A few months after she passed, I had an animal communication session with her, and her words surprised me and brought tears to my eyes. It seems almost too personal to share here, but I wanted to reassure my many blogging friends who do so much for their companion animals that the companions get more out of it than we ever thought, far beyond the food and companionship. I’ll refer to myself here by my blogging name, peacewithmylife, or PWML for short.
PWML: Ruby, what happened? We were so shocked to find you had passed.

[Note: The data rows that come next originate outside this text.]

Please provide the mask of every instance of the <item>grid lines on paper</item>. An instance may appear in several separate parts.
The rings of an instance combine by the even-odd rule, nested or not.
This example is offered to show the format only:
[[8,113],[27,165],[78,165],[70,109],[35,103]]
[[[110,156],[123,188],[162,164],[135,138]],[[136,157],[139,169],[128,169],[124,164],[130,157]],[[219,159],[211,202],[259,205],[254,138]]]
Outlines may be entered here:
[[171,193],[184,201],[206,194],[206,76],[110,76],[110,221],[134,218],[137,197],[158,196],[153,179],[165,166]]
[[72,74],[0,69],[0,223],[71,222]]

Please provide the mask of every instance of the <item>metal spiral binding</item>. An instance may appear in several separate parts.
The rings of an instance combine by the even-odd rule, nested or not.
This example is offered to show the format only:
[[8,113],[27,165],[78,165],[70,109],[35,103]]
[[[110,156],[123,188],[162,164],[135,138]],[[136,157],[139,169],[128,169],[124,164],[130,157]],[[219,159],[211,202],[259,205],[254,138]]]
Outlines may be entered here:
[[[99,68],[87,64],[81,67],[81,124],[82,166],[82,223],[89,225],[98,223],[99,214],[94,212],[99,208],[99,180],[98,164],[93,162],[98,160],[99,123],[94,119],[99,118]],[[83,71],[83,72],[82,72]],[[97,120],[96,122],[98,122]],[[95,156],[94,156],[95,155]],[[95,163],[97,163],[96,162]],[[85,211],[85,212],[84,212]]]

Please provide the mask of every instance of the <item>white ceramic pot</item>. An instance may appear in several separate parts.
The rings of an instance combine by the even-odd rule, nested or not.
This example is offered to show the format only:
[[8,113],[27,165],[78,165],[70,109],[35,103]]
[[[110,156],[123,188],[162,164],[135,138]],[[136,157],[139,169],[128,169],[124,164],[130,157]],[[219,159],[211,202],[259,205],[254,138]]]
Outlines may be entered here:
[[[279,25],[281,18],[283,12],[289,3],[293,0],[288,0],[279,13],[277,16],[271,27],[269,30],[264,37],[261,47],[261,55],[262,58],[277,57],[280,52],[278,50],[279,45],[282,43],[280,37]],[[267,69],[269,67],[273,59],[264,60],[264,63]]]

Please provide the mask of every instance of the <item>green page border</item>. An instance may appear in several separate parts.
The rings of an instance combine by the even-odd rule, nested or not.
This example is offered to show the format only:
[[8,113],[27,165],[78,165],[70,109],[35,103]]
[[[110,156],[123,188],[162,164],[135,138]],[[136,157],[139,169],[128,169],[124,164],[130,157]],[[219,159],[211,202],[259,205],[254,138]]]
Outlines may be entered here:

Ruby: I tried to tell you that I couldn’t stay, but you didn’t understand. Don’t fret. I am fine where I am now. I just wanted to … tell you thank you for showing me a different way to be in a family. I didn’t take advantage of it as much as I could have, but you didn’t pressure me to do more than I felt comfortable with. Thank you, for that. Tell [your husband] that I appreciate his time with me and being my special friend. I enjoyed sitting on his shoulder and hanging out with him. He liked me, and I enjoyed knowing a man could be this way.
Thank you all for seeing me as the nurturing, loving soul that I am. I don’t know if I will reincarnate in this way again or not. Be a domestic bird or not. But this opportunity gave me many things to think about. Not just the programs [I watched] on TV, but the way you all lived together, each one different but all liking or loving the others. The different people, dogs, cats, sugar gliders, all of them had an accepted place in your home. You loved them all, PWML, and I want to be special like that, too.
PWML: I don’t think I was special just because I loved them all. Am I so different?
Ruby: Yes. Think about that for a while tonight. You loved us all. Fed us, paid for the food, the doctors, and the bedding we all needed. You have shown a great capacity to love, and I want to be that way too. When we were naughty, you accepted us and loved us anyway. That is special.
And with that, Ruby departed.
I still miss Ruby, and I hope that she has found peace and perhaps eventually, another life, in the great adventure beyond this one.